Sarah F. Wakefield (September 29, 1829–May 27, 1899) was an American woman who was taken captive for six weeks during the Dakota War of 1862 and was a writer of Six Weeks in the Sioux Tepees: A Narrative of Indian Captivity. She testified for Chaska (We-Chank-Wash-ta-don-pee), who held her for six weeks. Although his sentence was commuted, he was hanged with 37 other men following the trial.

==Early years==
Sarah F. Brown was born on September 29, 1829, in Kingston, Rhode Island. Her parents were Sarah and William Brown. She left Rhode Island in 1854, due to a disagreement with her mother that left them uncommunicative.

==Marriage==
She moved to Minnesota in 1854, where she met Dr. John Luman Wakefield, whose brother was James Wakefield, an attorney. She married him in Shakopee, Minnesota in 1856, becoming Sarah F. Wakefield. Her husband, a graduate of Yale University Medical School, was from Winsted, Connecticut.

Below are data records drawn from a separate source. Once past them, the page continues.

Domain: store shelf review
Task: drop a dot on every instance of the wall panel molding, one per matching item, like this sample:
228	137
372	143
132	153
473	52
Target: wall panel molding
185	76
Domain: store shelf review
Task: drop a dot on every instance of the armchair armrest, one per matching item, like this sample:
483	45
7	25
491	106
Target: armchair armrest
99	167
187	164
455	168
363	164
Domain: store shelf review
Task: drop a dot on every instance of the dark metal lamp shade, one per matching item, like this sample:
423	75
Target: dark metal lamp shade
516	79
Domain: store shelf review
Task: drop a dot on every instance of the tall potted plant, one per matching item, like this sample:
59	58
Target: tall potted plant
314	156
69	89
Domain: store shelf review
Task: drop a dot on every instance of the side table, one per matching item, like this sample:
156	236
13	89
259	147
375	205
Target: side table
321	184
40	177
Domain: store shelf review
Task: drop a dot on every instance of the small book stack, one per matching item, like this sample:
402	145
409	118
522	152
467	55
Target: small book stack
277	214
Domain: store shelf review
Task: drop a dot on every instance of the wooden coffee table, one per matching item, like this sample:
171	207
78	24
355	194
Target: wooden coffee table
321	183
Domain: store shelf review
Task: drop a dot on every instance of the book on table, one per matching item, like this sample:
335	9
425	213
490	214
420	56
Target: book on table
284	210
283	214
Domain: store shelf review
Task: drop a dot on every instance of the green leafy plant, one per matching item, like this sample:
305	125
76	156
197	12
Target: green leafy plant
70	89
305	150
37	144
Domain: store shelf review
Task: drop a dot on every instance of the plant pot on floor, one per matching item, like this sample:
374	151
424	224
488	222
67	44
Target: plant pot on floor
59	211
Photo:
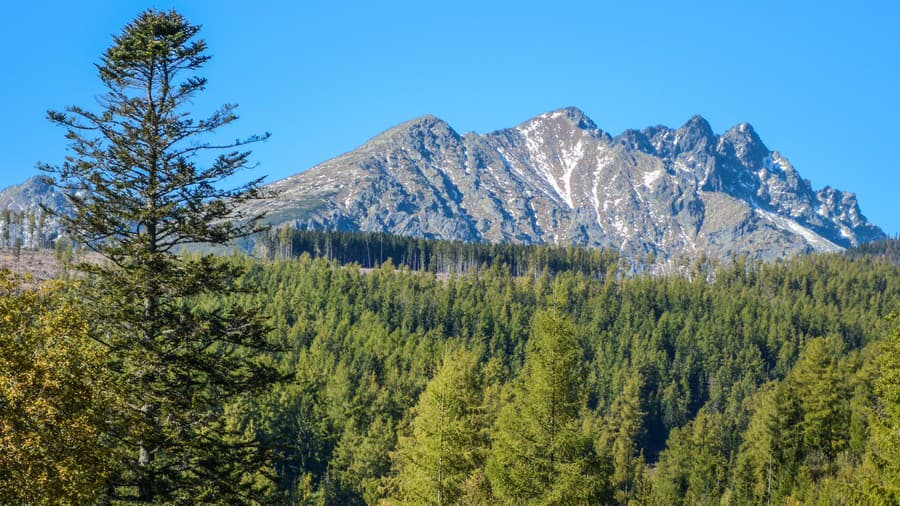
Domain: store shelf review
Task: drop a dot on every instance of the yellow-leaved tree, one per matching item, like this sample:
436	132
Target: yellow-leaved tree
52	398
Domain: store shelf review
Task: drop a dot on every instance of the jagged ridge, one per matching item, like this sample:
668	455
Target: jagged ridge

He had a medical practice in Shakopee, was a land speculator, and was a legislator. The family was amongst the first settlers of Big Earth City and Dr. Wakefield worked as a physician at Yellow Medicine, an Upper Sioux Agency. Having moved in 1861, they lived in a well-appointed house, on a bluff, next to the Agency building, at the confluence of the Yellow Medicine and Minnesota Rivers.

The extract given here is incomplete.